A Gamer Geek’s level of enjoyment with the game was based on their enjoyment of Euro-style games. Those Gamer Geeks who detested Euro-style games naturally disliked Village. Those who enjoyed Euro-style games loved it. There was nothing in the game play or the rules to suggest that the game was a bad one (in fact, several comments were made regarding the excellent component quality and design), and all the Gamer Geeks, be they Ameritrash devotees or classic Euro-style zealots, all agreed the game was a good one.
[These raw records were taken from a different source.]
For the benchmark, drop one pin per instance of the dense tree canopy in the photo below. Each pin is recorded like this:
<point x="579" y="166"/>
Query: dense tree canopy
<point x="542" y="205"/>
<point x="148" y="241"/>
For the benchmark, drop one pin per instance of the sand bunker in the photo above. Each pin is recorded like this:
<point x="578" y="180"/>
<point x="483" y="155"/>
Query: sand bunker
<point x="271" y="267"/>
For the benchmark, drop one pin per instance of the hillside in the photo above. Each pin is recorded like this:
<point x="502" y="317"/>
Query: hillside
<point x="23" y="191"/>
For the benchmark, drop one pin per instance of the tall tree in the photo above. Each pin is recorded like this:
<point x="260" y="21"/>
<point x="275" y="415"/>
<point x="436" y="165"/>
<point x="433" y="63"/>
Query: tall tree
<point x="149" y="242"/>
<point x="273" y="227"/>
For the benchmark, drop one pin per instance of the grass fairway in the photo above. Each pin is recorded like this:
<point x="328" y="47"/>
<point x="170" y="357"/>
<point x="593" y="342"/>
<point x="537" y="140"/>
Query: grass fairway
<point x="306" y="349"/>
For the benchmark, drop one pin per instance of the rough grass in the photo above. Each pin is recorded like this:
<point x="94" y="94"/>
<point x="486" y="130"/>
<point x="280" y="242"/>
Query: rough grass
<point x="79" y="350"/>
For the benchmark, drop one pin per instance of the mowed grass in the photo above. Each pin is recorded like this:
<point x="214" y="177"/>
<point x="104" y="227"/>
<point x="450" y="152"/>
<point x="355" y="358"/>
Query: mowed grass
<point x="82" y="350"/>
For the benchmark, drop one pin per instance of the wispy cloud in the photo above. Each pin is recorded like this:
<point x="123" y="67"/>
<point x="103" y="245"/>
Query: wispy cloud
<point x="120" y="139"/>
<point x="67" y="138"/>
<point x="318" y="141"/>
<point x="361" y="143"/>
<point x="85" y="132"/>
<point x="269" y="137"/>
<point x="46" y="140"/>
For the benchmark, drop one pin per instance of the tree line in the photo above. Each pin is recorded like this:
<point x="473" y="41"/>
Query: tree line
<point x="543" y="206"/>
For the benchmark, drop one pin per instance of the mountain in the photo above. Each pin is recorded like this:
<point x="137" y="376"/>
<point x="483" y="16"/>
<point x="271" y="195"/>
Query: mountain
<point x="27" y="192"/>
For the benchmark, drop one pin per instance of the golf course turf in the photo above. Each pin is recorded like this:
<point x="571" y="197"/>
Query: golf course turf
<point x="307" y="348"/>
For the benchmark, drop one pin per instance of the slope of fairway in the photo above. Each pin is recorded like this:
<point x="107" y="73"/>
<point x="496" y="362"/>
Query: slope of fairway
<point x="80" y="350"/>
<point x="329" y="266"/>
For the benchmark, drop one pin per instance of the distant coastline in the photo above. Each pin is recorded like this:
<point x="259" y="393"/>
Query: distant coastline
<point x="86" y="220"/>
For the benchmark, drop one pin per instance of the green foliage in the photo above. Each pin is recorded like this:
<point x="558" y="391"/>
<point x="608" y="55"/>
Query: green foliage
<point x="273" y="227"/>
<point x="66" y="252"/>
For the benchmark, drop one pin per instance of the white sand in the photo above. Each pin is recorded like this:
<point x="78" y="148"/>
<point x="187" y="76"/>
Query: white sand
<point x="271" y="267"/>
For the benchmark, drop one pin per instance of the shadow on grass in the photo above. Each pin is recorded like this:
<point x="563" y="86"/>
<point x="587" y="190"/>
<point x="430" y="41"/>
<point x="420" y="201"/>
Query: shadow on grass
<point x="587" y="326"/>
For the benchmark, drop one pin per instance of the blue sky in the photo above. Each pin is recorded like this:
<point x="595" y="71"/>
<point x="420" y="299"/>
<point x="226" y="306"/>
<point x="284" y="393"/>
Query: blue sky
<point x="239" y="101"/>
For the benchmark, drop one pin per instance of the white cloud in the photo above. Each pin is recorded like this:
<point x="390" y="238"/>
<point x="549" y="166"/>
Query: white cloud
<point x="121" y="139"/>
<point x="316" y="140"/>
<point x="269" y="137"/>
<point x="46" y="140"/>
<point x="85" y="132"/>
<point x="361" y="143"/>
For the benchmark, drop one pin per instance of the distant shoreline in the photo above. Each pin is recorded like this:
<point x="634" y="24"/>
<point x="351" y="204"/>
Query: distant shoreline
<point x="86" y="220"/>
Gamer Geeks, your level of enjoyment with this game is primarily based on your point-of-view of Euro-style games. If you don’t like Euro-style games, skip Village. If you do, you’ll find Village to be a fun and challenging game that introduces a new resource seldom seen: Time. This was perhaps the biggest draw to the game, as it gave all the players another way to pay for actions. This gave the players much more to think about, too, as it opened many new possible methods of wining. While the use of time as a resource is unique, the game itself is hardly groundbreaking. You’ll be pushing cubes, moving meeples, collecting resources, and spending them in the same way you’ve done before with other Euro-style games. While not a detractor, just be aware of it before you go buying it for your game collection.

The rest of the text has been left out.